Summer camp went international and their closing program was filled with international decorations and performances.
The five-week camp culminated in the closing program on Thursday, July 8, 2010 at 10 a.m. Campers ranged from the ages of 7 years old through 14 years old and were divided into four groups--7 and 8-year-olds, 9 and 10-year-olds, 11 and 12-year-olds and 13 and 14-year-olds.
The stage was decorated in both drawn and colored international decorations as well as artifacts from across the globe on loan from Mary Dugar’s family. They included things from Poland, Egypt, and an American Flag that flew over a U.S. base in Iraq.
The stage was only a back drop for the campers performances, however.
Campers performed four different dance numbers, each from a different area of the world. Before each performance, emcee Brian Cormier, who is also the site supervisor for the M. L. King Center, gave a brief history of the dance’s origins.
The 7 and 8-year-olds performed the limbo. The limbo originated on the island of Trinidad, not Hawaii like most believe. It is a celebration dance. The campers wore a beaded necklace they made during their performance.
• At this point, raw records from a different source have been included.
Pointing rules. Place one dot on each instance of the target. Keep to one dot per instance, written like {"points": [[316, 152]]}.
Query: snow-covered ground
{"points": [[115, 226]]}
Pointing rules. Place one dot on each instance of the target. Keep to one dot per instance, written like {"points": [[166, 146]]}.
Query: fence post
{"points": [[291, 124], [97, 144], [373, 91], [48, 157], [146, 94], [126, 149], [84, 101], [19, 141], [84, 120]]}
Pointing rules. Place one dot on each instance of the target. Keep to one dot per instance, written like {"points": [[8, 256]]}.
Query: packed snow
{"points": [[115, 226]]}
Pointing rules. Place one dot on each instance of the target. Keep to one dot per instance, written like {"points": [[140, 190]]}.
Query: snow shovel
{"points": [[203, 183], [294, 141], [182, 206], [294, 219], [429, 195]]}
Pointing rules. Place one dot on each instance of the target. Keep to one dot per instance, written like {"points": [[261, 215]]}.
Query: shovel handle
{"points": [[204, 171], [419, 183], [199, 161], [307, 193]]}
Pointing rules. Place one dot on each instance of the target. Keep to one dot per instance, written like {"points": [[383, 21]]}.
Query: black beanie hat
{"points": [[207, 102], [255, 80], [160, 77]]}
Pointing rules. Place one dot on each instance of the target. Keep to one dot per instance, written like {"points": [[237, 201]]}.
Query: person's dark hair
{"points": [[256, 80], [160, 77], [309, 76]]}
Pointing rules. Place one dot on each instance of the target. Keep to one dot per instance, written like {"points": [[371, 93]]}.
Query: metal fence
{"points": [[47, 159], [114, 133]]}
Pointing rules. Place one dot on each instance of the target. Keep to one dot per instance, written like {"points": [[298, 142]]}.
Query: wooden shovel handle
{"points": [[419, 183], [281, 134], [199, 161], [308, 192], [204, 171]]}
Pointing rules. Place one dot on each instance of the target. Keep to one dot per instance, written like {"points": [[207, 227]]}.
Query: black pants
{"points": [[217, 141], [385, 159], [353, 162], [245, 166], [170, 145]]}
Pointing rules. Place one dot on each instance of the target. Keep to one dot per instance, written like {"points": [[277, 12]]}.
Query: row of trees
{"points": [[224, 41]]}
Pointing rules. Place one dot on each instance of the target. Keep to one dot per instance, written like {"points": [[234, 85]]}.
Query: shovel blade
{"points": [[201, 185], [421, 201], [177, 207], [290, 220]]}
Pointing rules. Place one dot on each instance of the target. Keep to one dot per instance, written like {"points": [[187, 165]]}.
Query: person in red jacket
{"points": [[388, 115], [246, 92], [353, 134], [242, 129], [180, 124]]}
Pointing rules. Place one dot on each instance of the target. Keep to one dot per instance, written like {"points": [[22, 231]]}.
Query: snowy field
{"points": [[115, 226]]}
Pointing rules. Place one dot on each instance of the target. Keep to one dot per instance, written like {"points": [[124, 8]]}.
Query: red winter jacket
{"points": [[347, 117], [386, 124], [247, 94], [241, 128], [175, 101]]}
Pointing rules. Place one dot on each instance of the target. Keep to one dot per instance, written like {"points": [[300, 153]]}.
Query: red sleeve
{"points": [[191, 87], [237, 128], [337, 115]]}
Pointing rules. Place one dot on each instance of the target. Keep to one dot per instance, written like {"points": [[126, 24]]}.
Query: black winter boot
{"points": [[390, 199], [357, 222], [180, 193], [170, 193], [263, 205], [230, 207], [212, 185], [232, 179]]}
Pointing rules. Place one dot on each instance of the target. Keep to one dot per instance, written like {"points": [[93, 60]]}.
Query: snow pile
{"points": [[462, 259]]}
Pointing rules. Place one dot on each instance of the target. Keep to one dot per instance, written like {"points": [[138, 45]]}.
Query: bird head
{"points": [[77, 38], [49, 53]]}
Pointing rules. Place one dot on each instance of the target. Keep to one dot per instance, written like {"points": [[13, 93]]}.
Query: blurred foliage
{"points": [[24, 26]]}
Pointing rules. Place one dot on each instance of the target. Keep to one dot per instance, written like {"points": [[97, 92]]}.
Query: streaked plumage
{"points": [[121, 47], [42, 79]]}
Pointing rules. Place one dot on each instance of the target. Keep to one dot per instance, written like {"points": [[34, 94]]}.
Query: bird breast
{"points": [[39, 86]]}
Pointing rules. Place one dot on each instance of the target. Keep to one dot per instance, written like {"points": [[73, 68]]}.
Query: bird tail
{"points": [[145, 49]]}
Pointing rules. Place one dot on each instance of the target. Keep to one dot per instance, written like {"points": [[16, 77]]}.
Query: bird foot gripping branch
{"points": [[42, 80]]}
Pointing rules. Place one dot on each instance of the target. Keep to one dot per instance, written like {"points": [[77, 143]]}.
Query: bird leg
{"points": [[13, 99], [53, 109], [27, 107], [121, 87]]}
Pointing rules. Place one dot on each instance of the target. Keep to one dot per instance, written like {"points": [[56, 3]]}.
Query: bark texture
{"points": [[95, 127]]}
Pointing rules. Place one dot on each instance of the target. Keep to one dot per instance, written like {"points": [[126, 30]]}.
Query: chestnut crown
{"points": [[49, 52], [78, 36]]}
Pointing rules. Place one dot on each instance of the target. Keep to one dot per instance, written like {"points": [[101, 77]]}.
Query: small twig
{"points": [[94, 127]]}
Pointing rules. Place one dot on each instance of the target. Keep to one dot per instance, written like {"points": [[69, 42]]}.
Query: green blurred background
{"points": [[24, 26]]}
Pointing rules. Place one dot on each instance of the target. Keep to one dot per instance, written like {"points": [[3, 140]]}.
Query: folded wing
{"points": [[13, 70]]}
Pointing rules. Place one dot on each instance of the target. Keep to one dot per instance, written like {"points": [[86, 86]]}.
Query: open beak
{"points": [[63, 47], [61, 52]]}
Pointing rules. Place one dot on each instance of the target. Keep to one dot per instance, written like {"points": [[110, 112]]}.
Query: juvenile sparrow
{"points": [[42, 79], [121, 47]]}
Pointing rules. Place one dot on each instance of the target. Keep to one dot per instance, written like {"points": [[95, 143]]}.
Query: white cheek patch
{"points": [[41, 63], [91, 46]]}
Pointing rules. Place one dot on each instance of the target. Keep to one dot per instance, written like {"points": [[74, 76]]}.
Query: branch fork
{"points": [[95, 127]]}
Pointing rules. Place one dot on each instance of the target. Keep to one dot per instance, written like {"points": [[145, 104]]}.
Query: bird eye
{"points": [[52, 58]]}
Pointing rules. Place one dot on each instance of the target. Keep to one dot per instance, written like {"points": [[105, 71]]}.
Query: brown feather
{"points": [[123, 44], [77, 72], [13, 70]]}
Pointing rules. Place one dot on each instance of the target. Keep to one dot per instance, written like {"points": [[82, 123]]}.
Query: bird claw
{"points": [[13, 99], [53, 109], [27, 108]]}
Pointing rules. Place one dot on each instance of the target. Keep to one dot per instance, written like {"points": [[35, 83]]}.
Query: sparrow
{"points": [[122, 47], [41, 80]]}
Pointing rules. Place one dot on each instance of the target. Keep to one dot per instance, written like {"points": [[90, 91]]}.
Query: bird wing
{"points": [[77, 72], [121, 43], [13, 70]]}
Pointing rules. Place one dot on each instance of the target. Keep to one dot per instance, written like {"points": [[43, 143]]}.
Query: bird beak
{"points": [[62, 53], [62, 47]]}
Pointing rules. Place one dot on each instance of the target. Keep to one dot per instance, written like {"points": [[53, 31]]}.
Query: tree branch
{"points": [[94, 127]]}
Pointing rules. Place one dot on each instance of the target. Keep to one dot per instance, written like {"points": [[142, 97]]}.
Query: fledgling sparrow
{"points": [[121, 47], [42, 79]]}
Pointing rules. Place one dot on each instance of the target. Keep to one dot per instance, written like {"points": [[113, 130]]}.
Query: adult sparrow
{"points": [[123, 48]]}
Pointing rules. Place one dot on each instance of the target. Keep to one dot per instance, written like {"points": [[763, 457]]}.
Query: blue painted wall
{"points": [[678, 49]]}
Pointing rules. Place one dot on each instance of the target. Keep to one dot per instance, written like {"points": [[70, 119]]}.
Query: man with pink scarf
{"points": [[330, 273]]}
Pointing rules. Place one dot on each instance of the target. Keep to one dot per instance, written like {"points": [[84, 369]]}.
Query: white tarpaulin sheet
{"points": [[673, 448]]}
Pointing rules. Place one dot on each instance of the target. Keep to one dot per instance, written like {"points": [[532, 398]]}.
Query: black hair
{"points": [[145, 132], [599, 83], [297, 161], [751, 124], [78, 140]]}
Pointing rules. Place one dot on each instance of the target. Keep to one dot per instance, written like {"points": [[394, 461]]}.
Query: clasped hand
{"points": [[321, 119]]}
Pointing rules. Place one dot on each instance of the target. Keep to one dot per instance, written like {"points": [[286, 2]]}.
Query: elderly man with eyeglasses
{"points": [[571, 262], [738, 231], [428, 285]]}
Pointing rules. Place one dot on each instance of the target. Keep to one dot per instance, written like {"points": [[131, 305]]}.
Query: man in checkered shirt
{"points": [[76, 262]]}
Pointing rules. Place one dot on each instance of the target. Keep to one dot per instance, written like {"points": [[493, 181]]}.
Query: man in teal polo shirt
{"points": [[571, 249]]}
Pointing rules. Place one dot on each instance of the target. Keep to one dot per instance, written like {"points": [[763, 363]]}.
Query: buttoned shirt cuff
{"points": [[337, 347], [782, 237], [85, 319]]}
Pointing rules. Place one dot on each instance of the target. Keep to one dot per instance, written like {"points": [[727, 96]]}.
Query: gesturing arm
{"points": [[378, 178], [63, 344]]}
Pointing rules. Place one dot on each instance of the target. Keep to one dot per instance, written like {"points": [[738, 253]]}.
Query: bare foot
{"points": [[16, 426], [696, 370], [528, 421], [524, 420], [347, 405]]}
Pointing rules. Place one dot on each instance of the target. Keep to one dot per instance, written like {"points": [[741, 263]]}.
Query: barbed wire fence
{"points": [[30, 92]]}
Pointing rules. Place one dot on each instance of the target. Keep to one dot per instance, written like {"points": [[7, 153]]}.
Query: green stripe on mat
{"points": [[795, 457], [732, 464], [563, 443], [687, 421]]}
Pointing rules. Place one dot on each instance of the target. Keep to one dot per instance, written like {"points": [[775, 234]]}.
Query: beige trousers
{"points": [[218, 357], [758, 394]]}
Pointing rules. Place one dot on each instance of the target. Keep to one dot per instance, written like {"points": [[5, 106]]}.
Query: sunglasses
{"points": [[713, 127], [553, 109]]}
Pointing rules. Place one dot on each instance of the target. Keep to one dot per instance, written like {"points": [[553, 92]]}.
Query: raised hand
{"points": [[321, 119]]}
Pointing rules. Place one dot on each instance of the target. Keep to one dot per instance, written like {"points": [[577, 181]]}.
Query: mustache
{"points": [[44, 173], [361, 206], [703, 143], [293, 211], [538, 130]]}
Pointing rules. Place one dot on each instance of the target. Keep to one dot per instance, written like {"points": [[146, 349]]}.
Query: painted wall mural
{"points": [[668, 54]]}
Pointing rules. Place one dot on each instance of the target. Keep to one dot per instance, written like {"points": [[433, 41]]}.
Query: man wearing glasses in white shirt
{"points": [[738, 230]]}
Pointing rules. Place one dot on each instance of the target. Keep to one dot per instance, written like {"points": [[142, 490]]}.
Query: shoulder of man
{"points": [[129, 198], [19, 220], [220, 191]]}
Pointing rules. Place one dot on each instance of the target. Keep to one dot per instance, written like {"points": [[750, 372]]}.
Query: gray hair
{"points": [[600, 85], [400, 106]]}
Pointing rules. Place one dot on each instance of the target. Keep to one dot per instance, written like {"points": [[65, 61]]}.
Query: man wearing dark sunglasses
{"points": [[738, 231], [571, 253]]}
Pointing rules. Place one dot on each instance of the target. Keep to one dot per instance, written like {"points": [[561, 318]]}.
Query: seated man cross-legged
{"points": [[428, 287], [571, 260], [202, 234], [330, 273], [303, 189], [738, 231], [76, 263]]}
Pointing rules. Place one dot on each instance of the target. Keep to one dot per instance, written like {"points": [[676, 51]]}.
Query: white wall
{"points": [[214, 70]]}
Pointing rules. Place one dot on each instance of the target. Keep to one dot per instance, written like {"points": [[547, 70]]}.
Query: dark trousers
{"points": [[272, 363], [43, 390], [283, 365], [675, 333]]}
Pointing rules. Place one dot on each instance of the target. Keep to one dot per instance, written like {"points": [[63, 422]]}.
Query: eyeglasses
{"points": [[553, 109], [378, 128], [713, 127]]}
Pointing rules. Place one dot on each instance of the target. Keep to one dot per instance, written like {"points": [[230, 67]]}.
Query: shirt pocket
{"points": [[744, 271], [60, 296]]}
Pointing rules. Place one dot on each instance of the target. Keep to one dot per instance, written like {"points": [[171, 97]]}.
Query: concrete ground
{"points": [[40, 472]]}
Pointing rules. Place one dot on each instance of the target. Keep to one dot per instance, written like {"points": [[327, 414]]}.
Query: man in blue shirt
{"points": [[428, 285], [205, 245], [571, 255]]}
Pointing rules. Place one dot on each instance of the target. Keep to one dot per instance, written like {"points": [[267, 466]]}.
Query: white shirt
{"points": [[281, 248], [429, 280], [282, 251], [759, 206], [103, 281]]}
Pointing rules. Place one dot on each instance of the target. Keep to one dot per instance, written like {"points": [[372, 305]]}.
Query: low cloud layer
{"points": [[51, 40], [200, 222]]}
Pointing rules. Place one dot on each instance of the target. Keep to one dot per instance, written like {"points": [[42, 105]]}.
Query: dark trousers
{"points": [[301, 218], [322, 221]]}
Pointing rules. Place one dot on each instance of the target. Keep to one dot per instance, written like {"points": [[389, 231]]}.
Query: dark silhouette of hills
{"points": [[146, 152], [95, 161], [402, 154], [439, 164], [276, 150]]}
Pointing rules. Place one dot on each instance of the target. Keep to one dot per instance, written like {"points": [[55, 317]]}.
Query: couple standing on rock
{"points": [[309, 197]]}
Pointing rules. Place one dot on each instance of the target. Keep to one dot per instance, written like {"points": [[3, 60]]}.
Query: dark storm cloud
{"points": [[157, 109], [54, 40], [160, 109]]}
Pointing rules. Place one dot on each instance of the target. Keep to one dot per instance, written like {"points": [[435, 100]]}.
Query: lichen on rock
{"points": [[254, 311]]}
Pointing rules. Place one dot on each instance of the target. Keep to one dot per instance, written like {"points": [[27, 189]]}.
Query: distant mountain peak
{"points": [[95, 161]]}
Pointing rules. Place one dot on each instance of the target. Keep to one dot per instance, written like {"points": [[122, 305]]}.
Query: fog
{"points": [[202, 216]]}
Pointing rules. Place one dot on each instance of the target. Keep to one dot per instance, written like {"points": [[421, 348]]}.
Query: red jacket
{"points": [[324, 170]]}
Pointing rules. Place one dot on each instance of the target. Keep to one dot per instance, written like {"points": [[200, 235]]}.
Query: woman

The limbo was followed by tinikling, performed by the 9 and 10-year-old campers. Tinikling is the national dance of the Philippines. It involves two people beating, tapping, and sliding bamboo poles on the ground and against each other in coordination with one or more dancers who step over and in between the poles in a dance. As they danced, some of the girls in the group wore a skirt made of streamers.
Campers in the 11 and 12-year-old group followed them with a version of a traditional Chinese fan dance, using homemade butterflies, dragons and fish, three things typically found in a traditional Chinese fan dance.
The next performance came from the 13 and 14-year-olds with some 11 and 12-year-olds that accompanied them. The group performed an African step number. Raven Woods served as choreographer and also performed during the number as well. The camp later recognized her for her work during the camp.
The final performances came from the camp’s “American Idol” winners.
“We thought it would be good to end at home,” joked Cormier.
Two of the winning groups--Luxurious Barbie and Dancers for Christ--performed dance numb ers.
After all the performances, a special thanks went to both the Martin Luther King Center and the Rice Festival Building, as well as their site supervisors, Cormier and Rachel Meyer, and their staffs.
Two campers in each age group were awarded for “Best Citizenship,” “Best Sportsmanship” and “Most Improved.”
Margaret Young, summer camp director, spoke near the end of the program, saying how happy she was at how well the camp had gone again this year. She said that 184 children enrolled in the camp this year.
Many people thanked Young throughout the program saying that without her, this camp would definitely not be possible
Mayor Greg Jones was also in attendance and said that he was impressed with what he saw.
“It looks like it’s been quite a summer,” he said.
Jones also acknowledged all the sponsors that helped make the camp possible as well as several council members who were in attendance.
The finale was held at the Martin Luther King Center, located at 1725 West Hutchinson Ave. in Crowley.